In an attempt to set a world-record high dive, High Divin' Hidalgo wants to dive into a pool from a diving board in the clouds. To pull off this stunt, the pool will be extra deep and air will be bubbled into the pool to soften his impact with the water. Will he survive this breathtaking leap?

On Earth, we feel the force of Earth's gravity every day. When there's no floor or ground underneath you to push back, perhaps because you just jumped out of an airplane, you accelerate towards the Earth at a constant rate of roughly \(\SI[per-mode=symbol]{10}{\meter\per\second\squared},\) often referred to as the gravitational acceleration \(g.\)

If you were to jump out of a plane, you wouldn't accelerate at \(\SI[per-mode=symbol]{10}{\meter\per\second\squared}\) all the way down. As your speed increases, the air you're falling through pushes back on you. This upward **drag force** reduces your acceleration, and can be calculated by:

\[F_\textrm{D} = S\rho v^2\]

where \(S\) is your "effective" surface area (which depends both on how big your area is and how aerodynamically you are shaped), \(\rho\) is the density of the fluid you're moving through, and \(v\) is your velocity.

If you fall for a long enough time, your speed will be high enough that the drag force is equal and opposite to the force of Earth's gravity (which is your mass times \(g\)).

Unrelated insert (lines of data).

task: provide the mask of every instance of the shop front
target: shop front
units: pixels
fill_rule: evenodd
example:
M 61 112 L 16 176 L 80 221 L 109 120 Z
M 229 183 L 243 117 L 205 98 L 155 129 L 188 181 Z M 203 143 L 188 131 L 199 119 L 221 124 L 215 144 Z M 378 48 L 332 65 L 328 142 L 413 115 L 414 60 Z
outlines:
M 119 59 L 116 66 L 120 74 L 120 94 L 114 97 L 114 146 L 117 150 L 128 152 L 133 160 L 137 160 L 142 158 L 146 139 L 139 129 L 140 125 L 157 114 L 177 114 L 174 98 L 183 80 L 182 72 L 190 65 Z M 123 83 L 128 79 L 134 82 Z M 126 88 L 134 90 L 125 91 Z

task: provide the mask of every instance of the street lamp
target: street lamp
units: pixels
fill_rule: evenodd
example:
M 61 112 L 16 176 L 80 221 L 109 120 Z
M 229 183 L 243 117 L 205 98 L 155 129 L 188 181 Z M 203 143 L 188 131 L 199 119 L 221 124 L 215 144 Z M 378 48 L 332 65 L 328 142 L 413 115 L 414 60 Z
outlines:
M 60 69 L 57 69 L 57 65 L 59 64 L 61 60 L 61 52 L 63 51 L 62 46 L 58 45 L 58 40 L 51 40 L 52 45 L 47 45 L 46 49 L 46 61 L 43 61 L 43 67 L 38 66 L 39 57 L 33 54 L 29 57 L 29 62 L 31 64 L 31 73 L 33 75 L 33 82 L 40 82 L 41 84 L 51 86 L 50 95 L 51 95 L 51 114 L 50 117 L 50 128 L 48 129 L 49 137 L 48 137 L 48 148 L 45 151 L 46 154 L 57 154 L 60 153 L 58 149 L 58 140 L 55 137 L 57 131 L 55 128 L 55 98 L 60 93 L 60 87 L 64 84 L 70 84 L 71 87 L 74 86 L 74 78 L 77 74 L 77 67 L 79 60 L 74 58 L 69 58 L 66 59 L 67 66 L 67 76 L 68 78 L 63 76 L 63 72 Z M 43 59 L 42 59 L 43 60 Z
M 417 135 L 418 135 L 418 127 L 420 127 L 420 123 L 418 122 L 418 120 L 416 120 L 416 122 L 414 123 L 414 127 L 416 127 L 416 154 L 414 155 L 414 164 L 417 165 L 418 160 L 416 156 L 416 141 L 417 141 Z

At this speed, known as **terminal velocity**, the net force on you is zero and you stop accelerating:

\[F_\textrm{net} = S\rho_\textrm{air}v_\textrm{terminal}^2 - mg = 0\]

Someone falling at terminal velocity has a net force of zero on them, so their speed will only change if the balance between gravity and drag force on them changes. A skydiver releasing their parachute, for example, will increase the \(S\) term in the drag force equation, so their drag force will become greater than their gravitational force and they'll begin to slow down.

Similarly, if a someone were to fall into water at terminal velocity, then the \(S\) and \(v\) terms in the drag force equation would both remain the same. However, \(\rho\) would increase from roughly \(\SI[per-mode=symbol]{1.2}{\kilo\gram\per\meter\cubed}\) for air to \(\SI[per-mode=symbol]{1000}{\kilo\gram\per\meter\cubed}\) for water, causing the drag force to increase sharply by a factor of almost \(1000.\)

This sudden increase would be catastrophic for High Divin' Hidalgo, and is why falling into water at very high speeds isn't any safer than falling onto the ground at high speed: in both cases your body will experience extremely high accelerations upon impact. However, our friend Hidalgo's hopes rest on reducing the density of the pool water with bubbles, which in turn reduces the acceleration he experiences as his body breaks the water's surface.